Mars 96 launched by Russia in 1996, but failed to leave Earth orbit, and re-entered the atmosphere a few hours later. The two RTGs onboard carried in total 200 g of plutonium and are assumed to have survived reentry as they were designed to do. They are thought to now lie somewhere in a northeast-southwest running oval 320 km long by 80 km wide which is centred 32 km east of Iquique, Chile.[29]

Re:How will this be viewed outside the US

[Immerman]

Actually Pu238 doesn't fission spontaneously. Fission typically refers to the fragmentation of the nucleus into two roughly equal-sized fragments, which thanks to the lower nucleon mass (=higher binding energy) at lower nucleon counts, multiplied by the large number of nucleons involved, results in considerable mass loss and a correspondingly large energy release.

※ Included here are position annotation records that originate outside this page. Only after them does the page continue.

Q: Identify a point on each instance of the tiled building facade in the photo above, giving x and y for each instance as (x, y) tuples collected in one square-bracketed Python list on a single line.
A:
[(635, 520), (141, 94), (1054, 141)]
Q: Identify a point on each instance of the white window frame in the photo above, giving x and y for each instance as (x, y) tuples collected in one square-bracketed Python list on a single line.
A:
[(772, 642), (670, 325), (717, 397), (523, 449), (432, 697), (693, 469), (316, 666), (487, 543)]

In contrast Pu238 undergoes alpha decay, where it ejects just four nucleons as an alpha particle (helium 4 nucleus), only very slightly reducing the per-nucleon mass in the original nucleus, and actually considerably increasing the mass of the ejected nucleons. (https://en.wikipedia.org/wiki/File:Binding_energy_curve_-_common_isotopes.svg Binding energy peaks at Fe56 (per-nucleon mass is at a minimum), and any transmutation towards 56 nucleons results in mass loss equivalent to the change in binding energy * number of nucleons. As you can see He4 is actually an anomalous peak all by itself, if it wasn't then alpha emission would shed many times as much energy, and probably be far more uncommon.)

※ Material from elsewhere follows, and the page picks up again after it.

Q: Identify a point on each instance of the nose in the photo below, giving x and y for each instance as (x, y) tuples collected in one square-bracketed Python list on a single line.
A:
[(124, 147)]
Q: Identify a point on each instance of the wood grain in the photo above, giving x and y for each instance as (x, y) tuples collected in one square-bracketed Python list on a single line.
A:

I suspect it's also not used in nuclear weapons or reactors because it's not fissile (it won't fission under slow neutron bombardment). Typically fissile isotopes have an odd number of neutrons, causing them to gain considerably more excess energy (1-2MeV IIRC) when absorbing a neutron due to neutron pairing, which makes the resulting nucleus far less stable and more likely to fission. Without that, causing fission requires hitting the nucleus with a neutron going fast enough to destabilize it through kinetic energy alone.

Finally, I suspect Pu238 is also also not used in weapons or reactors because it doesn't emit neutrons - and without neutron emission there can be no critical mass, no chain reactions, and no shortcuts to fission.

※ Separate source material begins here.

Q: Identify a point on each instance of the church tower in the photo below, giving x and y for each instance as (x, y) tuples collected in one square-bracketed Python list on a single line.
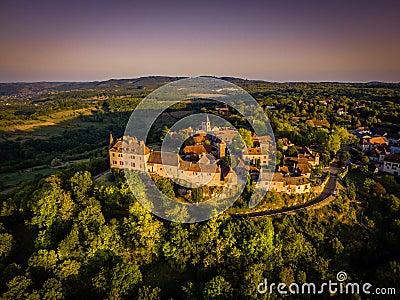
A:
[(206, 126)]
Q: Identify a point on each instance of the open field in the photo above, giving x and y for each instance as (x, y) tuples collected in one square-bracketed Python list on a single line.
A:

Basically, Pu238 totally sucks as a fission fuel, but makes an awesome candidate for RTGs, as explained by serviscope_minor.

Re:Should have switched to Americium-241

[Immerman]

Actually, less than that - it generates 114W/kg in decay heat, versus ~500W/kg for Pu238

It also has a non-negligible spontaneous fission rate, and emits gamma radiation. Less of an issue in space where everything is being radiation bombarded anyway, but it makes it a generally less attractive RTG fuel.